The postmodern influence, he said, came by way of touchstone novels like Vladimir Nabokov’s Pale Fire and Kurt Vonnegut’s Breakfast of Champions. “I wanted to incorporate those ideas and different modes of storytelling because I thought it sort of reflects the different views and the different perspectives of the different characters,” he added. “And I think it also kind of reflects the difficulties of trying to get clean, the sort of scattered mosaic of the thoughts, sort of coming and going, and how difficult that can be.”
Gwin grew up in New Jersey, and studied at the University of Pittsburgh, then attended graduate school at Chatham University.
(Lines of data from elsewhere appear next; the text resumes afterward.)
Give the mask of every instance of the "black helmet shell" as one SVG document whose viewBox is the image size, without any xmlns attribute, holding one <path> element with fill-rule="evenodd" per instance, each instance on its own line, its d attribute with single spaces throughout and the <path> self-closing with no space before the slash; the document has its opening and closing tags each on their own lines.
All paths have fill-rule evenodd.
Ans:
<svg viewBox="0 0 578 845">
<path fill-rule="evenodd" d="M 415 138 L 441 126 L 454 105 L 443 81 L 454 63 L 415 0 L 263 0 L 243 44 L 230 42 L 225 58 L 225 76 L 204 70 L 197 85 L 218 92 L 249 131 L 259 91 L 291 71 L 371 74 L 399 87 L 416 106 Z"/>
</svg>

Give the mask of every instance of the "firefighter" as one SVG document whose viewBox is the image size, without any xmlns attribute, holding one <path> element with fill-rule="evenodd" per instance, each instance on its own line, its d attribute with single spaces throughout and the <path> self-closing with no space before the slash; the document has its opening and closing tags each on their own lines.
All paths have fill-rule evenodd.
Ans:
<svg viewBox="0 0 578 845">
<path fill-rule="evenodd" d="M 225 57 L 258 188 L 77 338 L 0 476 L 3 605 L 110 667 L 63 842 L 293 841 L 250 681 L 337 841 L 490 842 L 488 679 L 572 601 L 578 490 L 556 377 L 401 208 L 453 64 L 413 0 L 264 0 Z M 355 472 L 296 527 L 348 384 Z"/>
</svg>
He says that in early drafts of Clean Time, his anti-hero Middleton was a more “farcical” character, and he credits his editor at Burrow Press with suggesting he make his protagonist more empathetic.
His main goal with Clean Time, Gwin said, is to send up how the general public views addiction memoirs and other artifacts of recovery culture.
“That sort of like, rubbernecking, like staring-at-a-traffic-accident kind of idea,” he said. “Like, ‘Look at these people with their drug problems,’ and that sort of thing.”
Empathy for addicts should be at the heart of how we deal with addiction, he said.
“Within the recovery community, I think different ways of getting clean and getting help need to be sort of accepted, because I think what could work well for one person doesn't necessarily work for someone else, as far as things like Suboxone or methadone or whatever,” said Gwin. “You know there's a lot of different ways that people can quit drugs, and I think the more open we are the better.”